[PATCH] D135930: [X86] Add AVX-NE-CONVERT instructions.
Phoebe Wang via Phabricator via cfe-commits
cfe-commits at lists.llvm.org
Sat Oct 29 07:02:05 PDT 2022
pengfei added inline comments.
================
Comment at: clang/include/clang/Driver/Options.td:4595-4596
def mno_avxvnniint8 : Flag<["-"], "mno-avxvnniint8">, Group<m_x86_Features_Group>;
+def mavxneconvert : Flag<["-"], "mavxneconvert">, Group<m_x86_Features_Group>;
+def mno_avxneconvert : Flag<["-"], "mno-avxneconvert">, Group<m_x86_Features_Group>;
def mavxvnni : Flag<["-"], "mavxvnni">, Group<m_x86_Features_Group>;
----------------
Need to move it before `mavxvnniint8 `.
================
Comment at: clang/lib/Basic/Targets/X86.cpp:1033
.Case("avxvnniint8", HasAVXVNNIINT8)
+ .Case("avxneconvert", HasAVXNECONVERT)
.Case("bmi", HasBMI)
----------------
Move it ahead.
================
Comment at: clang/lib/Headers/avx512vlbf16intrin.h:164
+#define _mm_cvtneps_pbh(A) \
+ ((__m128bh)__builtin_ia32_vcvtneps2bf16128((__v4sf)(A)))
----------------
pengfei wrote:
> RKSimon wrote:
> > Is there no way for __attribute__ to allow different attribute permutations?
> >
> > Also, can we keep the __builtin_ia32_cvtneps2bf16_128 naming convention?

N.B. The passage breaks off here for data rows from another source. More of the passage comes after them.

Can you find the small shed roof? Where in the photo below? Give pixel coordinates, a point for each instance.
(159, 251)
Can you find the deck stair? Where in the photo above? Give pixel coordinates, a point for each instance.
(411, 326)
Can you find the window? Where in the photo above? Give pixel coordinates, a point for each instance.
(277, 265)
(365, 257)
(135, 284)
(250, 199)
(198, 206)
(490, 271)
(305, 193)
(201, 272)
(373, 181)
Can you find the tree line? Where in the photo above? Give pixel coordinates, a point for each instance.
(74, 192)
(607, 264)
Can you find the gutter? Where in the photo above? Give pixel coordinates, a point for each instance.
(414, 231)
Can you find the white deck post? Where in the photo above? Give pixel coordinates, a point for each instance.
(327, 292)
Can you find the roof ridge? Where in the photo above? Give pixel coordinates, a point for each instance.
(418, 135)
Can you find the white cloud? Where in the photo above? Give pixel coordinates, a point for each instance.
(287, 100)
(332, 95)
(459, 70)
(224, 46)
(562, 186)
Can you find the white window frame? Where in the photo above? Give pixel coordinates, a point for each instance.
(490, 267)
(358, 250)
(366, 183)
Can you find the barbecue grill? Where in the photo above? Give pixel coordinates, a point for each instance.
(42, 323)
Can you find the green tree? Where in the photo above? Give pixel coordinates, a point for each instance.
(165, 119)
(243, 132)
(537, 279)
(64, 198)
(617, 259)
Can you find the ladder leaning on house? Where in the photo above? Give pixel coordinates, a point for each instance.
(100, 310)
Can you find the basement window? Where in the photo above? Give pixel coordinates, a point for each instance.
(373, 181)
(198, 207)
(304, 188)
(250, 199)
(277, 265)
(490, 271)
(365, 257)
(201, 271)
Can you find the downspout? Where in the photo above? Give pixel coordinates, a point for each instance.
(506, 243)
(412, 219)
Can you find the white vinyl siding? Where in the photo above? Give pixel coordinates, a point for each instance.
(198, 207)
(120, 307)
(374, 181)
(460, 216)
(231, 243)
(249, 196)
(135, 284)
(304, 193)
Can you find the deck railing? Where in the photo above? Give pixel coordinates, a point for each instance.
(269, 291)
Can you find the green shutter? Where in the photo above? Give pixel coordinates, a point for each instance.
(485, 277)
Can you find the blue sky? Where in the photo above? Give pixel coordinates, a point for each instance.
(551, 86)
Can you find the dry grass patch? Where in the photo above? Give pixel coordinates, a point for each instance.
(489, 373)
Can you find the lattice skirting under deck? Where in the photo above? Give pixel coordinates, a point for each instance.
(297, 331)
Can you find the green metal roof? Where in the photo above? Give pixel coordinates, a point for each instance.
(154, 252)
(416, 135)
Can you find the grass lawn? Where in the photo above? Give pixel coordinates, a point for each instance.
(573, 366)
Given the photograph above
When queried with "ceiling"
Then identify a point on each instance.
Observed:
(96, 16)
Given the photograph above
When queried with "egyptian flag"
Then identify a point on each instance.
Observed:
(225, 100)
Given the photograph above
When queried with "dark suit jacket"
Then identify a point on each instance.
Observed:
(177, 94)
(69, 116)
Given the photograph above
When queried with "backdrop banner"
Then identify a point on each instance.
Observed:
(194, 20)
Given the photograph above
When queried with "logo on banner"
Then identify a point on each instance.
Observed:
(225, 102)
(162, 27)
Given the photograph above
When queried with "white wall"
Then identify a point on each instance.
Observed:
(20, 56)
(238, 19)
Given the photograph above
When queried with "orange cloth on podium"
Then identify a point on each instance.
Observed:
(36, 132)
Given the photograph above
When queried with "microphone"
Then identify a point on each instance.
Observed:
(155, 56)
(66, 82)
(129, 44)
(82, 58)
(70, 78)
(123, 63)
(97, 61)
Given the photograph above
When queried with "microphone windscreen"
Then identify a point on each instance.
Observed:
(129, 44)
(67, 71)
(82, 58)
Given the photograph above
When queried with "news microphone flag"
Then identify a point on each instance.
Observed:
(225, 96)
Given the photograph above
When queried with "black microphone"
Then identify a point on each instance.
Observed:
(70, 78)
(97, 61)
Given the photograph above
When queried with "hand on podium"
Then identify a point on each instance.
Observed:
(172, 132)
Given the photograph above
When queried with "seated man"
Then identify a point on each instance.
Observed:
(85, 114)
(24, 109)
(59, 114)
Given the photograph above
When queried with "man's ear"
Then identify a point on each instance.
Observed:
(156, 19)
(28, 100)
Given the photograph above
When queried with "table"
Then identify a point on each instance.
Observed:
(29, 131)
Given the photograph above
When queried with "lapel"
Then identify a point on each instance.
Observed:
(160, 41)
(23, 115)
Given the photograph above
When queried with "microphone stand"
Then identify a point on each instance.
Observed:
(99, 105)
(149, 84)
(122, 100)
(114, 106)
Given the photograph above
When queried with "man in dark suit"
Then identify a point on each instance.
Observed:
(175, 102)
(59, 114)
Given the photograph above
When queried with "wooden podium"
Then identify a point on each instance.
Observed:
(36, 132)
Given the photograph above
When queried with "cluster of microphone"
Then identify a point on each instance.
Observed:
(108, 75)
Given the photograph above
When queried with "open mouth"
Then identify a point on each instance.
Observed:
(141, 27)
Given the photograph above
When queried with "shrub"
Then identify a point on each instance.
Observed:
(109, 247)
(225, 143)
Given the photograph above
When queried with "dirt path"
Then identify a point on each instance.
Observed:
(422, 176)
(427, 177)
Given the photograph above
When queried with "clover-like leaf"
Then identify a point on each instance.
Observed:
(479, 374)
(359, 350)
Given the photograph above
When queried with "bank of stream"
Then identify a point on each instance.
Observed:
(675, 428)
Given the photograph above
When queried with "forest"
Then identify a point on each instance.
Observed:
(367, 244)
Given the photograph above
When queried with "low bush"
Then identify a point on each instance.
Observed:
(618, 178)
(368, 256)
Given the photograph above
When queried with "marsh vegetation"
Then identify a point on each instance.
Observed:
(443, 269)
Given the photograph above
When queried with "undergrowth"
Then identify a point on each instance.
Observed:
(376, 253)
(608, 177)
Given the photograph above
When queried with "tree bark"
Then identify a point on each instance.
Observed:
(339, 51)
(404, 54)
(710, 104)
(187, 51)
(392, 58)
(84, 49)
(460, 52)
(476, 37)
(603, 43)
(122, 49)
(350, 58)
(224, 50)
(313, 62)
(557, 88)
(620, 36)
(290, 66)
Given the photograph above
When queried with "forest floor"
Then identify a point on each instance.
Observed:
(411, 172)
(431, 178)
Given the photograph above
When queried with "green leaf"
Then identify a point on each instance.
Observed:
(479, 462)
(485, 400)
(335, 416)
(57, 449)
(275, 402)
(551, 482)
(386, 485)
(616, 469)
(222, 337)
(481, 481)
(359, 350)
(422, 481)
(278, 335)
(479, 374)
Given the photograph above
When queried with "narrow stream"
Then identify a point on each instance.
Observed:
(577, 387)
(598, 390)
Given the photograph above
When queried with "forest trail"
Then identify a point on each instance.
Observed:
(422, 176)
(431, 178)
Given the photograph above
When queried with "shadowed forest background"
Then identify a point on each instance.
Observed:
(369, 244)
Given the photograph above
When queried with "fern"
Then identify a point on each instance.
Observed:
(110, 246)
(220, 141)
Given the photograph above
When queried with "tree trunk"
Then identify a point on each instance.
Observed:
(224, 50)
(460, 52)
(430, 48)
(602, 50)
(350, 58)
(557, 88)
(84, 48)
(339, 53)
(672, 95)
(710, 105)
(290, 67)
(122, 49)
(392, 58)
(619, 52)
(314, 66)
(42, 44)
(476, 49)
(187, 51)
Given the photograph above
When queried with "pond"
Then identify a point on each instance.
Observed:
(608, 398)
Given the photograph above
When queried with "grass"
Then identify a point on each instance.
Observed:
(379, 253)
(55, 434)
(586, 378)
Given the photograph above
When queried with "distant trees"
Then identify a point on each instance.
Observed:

> > Is there no way for attribute to allow different attribute permutations?
>
> We have discussed this problem with GCC folks. There are two problems here:
> 1. Unlike builtins, function attributes are more generic. It may introduce a lot of checks between callers and callees. I had a research to limit it to `__always_inline__` functions only. However, Clang handles inlining in middle-end, we don't have such information in the front-end. Besides, we don't know how to merge different permutations if they are inlining to the same function.
> 2. We don't know how to put the permutations into IR's function attributes. We need to preserve all permutations for inlining reference, but the backend needs a determine feature list rather than selective.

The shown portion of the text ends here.